Copper Back Above $2.60 Before China Economic Data

Copper led most industrial metals higher after better-than-forecast economic growth in China, the world’s largest consumer.  Gross domestic product rose 7.4 percent in 2014 from a year earlier, the statistics bureau said in Beijing, beating the 7.3 percent median estimate in a Bloomberg survey.
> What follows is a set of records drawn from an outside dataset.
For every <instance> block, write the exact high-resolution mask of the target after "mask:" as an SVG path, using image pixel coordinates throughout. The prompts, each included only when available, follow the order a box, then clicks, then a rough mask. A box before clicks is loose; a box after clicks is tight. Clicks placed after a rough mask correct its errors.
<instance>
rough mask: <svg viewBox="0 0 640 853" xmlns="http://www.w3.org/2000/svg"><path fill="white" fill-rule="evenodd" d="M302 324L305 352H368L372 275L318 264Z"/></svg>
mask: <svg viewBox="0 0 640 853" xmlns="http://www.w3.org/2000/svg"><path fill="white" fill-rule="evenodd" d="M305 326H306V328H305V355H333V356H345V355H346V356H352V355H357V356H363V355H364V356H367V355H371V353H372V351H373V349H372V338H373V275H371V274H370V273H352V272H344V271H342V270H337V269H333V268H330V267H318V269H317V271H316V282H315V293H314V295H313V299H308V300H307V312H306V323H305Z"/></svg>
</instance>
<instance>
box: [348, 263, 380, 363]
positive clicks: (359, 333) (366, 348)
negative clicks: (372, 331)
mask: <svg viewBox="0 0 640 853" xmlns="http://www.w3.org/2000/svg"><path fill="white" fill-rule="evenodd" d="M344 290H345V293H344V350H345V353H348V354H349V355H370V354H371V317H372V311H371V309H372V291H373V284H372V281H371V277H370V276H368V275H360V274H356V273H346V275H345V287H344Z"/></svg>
Industrial production last month grew 7.9 percent from a year earlier, compared with a 7.4 percent forecast.

“The industrial production number would be taken positively by the metal markets,” said Daniel Hynes, a senior commodity strategist at Australia & New Zealand Banking Group Ltd. “It was above expectations and certainly is conducive to continued growth and recovery in metals consumption.”  The International Monetary Fund cut its 2015 global growth forecast to 3.5 percent from an earlier estimate of 3.8 percent and trimmed its China outlook to 6.8 percent from 7.1 percent.

Copper for delivery in three months climbed as much as 1 percent to $5,730 a metric ton on the London Metal Exchange and was trading at $5,717.50 a metric ton at 11:19 a.m. in Hong Kong. The metal fell 0.8 percent to settle at $5,672 a ton on Monday, sliding the first time in three days. Prices slumped 9.2 percent so far this year.